= Playground parachute =

Round sheet used for children's games

A group of children playing under a parachute.

A playground parachute is a round, multicolored, nylon sheet commonly 20 to 30 feet in diameter. It may or may not have handles on the periphery. It is used by arranging children on the outside, who then vigorously wave the parachute up and down. Playground parachutes are commonly used in kindergarten and early elementary school physical education classes, gymnastics classes, and organized recess, but is aimed for people of all ages.

==Games played with a playground parachute==
Some activities with a playground parachute include:

- Cat and mouse: One child is placed on top of the parachute, and up to three children under the parachute. The cat tries to tag the mice, but the mice are hidden by the wavelike movement of the parachute.

- Ball games: One or many beach balls or playground balls are placed on top of the parachute. The teacher may try to encourage teamwork by getting the children to catapult the ball by working in unison.
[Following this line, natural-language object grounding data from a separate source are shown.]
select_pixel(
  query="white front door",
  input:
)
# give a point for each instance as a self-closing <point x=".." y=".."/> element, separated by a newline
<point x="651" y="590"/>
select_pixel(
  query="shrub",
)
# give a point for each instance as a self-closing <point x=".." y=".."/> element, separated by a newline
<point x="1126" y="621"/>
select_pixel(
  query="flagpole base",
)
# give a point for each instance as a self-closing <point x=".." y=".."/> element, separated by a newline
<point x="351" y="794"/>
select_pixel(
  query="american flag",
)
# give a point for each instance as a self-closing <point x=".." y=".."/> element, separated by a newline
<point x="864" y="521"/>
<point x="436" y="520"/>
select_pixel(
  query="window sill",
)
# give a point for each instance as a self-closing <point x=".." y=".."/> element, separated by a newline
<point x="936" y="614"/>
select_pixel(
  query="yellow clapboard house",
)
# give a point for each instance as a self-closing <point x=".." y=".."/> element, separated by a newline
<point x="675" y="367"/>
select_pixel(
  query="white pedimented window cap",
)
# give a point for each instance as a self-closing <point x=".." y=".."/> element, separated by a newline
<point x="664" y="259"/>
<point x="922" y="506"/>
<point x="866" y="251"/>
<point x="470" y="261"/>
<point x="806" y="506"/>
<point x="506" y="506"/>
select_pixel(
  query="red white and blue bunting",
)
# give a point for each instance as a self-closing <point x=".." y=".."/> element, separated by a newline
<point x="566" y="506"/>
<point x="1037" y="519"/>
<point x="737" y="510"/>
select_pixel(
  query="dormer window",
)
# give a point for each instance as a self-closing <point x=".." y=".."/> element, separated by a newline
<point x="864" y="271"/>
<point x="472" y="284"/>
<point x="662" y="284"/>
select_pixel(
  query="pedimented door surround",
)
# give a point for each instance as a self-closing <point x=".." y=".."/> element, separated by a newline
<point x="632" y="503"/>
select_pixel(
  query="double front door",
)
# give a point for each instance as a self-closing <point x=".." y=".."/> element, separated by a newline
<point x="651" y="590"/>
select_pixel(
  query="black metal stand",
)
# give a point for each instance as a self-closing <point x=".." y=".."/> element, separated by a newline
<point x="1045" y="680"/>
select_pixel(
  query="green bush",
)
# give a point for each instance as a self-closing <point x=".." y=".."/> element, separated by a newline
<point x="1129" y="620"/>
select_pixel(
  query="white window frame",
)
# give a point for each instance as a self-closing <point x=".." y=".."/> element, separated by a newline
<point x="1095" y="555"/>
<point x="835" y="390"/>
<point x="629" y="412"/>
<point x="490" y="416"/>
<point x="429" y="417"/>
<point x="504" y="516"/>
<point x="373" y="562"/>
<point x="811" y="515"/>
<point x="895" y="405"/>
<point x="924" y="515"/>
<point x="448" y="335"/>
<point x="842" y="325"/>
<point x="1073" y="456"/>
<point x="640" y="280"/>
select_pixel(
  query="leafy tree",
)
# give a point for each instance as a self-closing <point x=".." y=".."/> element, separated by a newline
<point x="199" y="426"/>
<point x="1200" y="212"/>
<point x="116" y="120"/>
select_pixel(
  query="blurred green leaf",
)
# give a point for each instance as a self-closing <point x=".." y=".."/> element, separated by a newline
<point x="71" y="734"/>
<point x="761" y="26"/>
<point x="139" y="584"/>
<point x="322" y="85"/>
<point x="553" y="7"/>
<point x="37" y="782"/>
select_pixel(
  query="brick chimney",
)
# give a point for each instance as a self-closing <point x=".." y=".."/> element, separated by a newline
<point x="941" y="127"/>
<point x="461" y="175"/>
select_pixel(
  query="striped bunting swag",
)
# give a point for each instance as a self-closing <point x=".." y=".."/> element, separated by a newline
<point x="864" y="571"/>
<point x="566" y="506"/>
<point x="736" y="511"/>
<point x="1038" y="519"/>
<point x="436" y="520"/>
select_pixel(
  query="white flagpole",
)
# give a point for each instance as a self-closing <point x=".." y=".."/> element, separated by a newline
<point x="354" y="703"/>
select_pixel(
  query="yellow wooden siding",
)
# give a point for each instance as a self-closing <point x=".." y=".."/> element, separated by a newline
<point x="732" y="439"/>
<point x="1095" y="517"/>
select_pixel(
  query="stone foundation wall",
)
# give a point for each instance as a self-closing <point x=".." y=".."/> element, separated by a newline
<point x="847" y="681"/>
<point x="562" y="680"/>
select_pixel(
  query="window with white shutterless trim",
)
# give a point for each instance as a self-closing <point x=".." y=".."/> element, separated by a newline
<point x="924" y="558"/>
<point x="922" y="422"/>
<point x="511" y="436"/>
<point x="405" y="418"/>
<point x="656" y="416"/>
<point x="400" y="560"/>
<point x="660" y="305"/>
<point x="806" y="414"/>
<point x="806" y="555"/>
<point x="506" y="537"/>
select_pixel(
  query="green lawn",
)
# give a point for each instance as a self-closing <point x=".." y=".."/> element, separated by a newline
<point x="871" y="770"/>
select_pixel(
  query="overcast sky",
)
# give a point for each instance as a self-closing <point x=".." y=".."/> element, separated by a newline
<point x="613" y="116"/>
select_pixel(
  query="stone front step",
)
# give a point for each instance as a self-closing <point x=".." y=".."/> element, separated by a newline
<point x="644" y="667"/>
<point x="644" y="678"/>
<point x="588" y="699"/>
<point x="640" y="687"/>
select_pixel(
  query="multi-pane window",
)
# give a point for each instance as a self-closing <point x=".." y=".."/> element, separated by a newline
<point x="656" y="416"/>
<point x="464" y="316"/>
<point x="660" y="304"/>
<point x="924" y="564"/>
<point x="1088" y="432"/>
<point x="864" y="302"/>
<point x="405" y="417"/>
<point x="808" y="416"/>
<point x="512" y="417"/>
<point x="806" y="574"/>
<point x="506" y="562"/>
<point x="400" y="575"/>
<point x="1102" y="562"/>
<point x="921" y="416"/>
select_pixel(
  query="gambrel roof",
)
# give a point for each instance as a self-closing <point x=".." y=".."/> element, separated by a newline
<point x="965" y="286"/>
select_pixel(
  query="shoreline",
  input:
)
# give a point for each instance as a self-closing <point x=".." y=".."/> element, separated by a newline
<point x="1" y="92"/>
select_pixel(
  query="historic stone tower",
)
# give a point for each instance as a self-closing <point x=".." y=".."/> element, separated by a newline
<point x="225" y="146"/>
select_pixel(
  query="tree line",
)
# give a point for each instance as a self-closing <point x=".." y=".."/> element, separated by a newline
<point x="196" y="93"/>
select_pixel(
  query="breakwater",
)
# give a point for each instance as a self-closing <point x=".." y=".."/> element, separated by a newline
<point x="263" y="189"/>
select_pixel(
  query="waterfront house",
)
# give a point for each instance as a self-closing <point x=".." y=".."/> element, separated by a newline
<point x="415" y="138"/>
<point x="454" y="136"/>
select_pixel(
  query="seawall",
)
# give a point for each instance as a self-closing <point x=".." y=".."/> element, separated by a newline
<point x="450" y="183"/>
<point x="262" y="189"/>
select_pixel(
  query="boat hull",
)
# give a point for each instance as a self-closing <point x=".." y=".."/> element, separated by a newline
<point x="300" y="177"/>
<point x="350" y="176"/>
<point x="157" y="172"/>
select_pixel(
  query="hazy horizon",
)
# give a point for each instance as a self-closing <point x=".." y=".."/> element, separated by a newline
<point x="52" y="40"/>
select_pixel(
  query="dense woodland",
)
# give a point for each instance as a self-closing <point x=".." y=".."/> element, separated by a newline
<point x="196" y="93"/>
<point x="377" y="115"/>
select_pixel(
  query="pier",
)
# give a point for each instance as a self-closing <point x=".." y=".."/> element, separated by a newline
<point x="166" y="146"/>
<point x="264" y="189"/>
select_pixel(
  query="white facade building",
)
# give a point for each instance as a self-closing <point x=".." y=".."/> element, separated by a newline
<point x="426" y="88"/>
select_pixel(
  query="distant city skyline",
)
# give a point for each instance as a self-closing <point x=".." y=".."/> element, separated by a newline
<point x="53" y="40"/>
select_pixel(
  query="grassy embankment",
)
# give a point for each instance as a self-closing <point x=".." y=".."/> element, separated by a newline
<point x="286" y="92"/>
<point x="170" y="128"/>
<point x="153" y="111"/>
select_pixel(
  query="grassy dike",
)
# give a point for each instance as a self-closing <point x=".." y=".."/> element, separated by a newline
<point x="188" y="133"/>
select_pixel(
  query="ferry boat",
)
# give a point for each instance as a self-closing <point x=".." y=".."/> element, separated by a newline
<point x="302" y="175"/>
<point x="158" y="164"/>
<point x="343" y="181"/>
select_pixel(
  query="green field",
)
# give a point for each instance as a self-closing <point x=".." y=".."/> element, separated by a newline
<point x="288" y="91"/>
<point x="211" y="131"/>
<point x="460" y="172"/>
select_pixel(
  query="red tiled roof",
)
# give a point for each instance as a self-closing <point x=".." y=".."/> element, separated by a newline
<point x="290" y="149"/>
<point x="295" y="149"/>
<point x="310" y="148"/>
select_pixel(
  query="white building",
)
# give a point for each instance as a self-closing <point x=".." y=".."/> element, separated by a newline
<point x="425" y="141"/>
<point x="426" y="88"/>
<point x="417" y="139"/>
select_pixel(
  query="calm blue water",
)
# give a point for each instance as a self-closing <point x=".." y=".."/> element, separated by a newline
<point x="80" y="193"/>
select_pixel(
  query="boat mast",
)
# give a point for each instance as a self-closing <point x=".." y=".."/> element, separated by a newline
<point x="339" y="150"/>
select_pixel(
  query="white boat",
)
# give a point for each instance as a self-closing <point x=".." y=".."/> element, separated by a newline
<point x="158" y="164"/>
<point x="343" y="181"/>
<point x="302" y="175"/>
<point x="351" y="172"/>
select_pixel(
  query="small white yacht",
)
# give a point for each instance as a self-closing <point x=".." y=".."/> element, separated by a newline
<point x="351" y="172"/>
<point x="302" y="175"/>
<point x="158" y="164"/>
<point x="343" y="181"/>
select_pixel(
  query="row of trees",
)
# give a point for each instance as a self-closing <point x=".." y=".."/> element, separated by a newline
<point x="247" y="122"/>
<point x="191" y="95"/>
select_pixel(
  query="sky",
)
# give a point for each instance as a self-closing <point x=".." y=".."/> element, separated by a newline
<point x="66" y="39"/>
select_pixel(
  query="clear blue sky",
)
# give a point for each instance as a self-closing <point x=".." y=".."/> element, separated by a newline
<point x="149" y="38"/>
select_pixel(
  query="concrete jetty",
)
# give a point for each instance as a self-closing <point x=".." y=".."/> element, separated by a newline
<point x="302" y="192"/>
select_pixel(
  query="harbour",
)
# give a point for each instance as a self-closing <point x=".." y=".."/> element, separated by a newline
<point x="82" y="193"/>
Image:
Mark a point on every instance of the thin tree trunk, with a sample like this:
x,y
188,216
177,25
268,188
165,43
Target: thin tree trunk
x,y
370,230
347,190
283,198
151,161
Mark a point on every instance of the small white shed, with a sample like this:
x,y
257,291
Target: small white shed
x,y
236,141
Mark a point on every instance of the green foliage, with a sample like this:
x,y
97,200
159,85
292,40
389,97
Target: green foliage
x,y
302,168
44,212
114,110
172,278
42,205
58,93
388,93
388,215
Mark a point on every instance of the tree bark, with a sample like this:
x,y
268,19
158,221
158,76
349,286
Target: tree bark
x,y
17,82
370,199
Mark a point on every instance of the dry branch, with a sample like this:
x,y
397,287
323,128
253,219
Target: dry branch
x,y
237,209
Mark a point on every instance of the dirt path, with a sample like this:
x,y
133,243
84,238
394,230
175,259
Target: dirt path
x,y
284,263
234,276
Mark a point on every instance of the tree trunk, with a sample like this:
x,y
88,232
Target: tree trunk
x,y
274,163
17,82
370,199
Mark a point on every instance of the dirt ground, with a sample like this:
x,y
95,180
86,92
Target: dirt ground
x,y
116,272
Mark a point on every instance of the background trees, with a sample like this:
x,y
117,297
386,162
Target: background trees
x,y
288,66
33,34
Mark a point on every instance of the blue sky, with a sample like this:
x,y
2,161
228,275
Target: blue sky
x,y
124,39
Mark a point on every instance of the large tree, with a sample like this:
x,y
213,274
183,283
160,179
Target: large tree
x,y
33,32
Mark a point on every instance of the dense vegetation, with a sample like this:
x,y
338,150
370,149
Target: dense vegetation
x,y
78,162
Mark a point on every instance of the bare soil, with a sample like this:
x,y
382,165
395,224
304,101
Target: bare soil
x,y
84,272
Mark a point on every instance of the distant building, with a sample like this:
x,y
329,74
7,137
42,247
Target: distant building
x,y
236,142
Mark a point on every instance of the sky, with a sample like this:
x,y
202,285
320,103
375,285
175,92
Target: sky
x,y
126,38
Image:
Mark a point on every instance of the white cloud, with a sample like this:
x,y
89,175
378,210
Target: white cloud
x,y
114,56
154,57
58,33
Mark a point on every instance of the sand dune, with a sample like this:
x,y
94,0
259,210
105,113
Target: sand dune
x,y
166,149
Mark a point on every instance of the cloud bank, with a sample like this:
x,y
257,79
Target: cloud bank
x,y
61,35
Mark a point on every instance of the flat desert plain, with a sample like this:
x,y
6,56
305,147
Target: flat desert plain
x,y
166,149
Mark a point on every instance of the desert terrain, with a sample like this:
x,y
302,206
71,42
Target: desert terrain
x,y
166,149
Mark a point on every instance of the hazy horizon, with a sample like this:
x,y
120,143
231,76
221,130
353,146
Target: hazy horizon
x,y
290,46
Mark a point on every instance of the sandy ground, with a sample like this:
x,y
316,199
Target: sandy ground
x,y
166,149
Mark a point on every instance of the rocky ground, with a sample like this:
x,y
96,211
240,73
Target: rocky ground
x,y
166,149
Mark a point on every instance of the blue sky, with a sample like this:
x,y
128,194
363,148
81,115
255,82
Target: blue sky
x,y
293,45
- Parachute toss: Similar to blanket toss, but someone is sitting in the middle of a parachute. At the count of three, the children attempt to lift the person in the center off the ground and into the air. This does require some strength and teamwork, depending on the weight of the person and the children must be able to bring him/her back down to the ground in safety.

- Ring Around the Rosie: This traditional nursery rhyme game can also be played with a parachute as the children walk in a circle while holding on to the parachute. Then, when the children say, "We all fall down!", they sit on the ground as the parachute goes up, making an air bubble.

- Circus Tent: The parachute is brought up, then the children raise their part of the parachutes over their heads and behind their back, and sit down. This creates an air pocket which resembles a circus tent. This game is also sometimes called, "Mushroom" or "Tent".

- Trading Spaces: At the count of three, the parachute is brought up and the teacher may call out any of the colors the children are holding, the color across from each of the children (this is used only with a parachute that has an odd number of each of the colors on the parachute), or just the children's names. After the teacher does so, those kids will run under the parachute and switch places with another kid.

- Shark and Lifeguard: A child will go under the parachute and pick a victim to be pulled under, the victim will shout 'Lifeguard!' if the child who is the lifeguard didn't pull the victim out in time he/she will suddenly become a shark and so on.

- Popcorn: The teacher places a number of beanbags, small balls, or cotton balls onto the middle of the parachute. Then, the children shake the parachute to make them pop up like "popcorn".

- Washing Machine: The teacher places one child to sit cross legged in the middle of the parachute and mimes pouring laundry soap and fabric softener on top. Then the teacher and other children walk around in a circle to enclose the child and this gets progressively smaller. When all the parachute has been wrapped around the middle child and there is not much left, on the count of three the teacher and other children rapidly move outwards, which causes the child in the middle to spin around.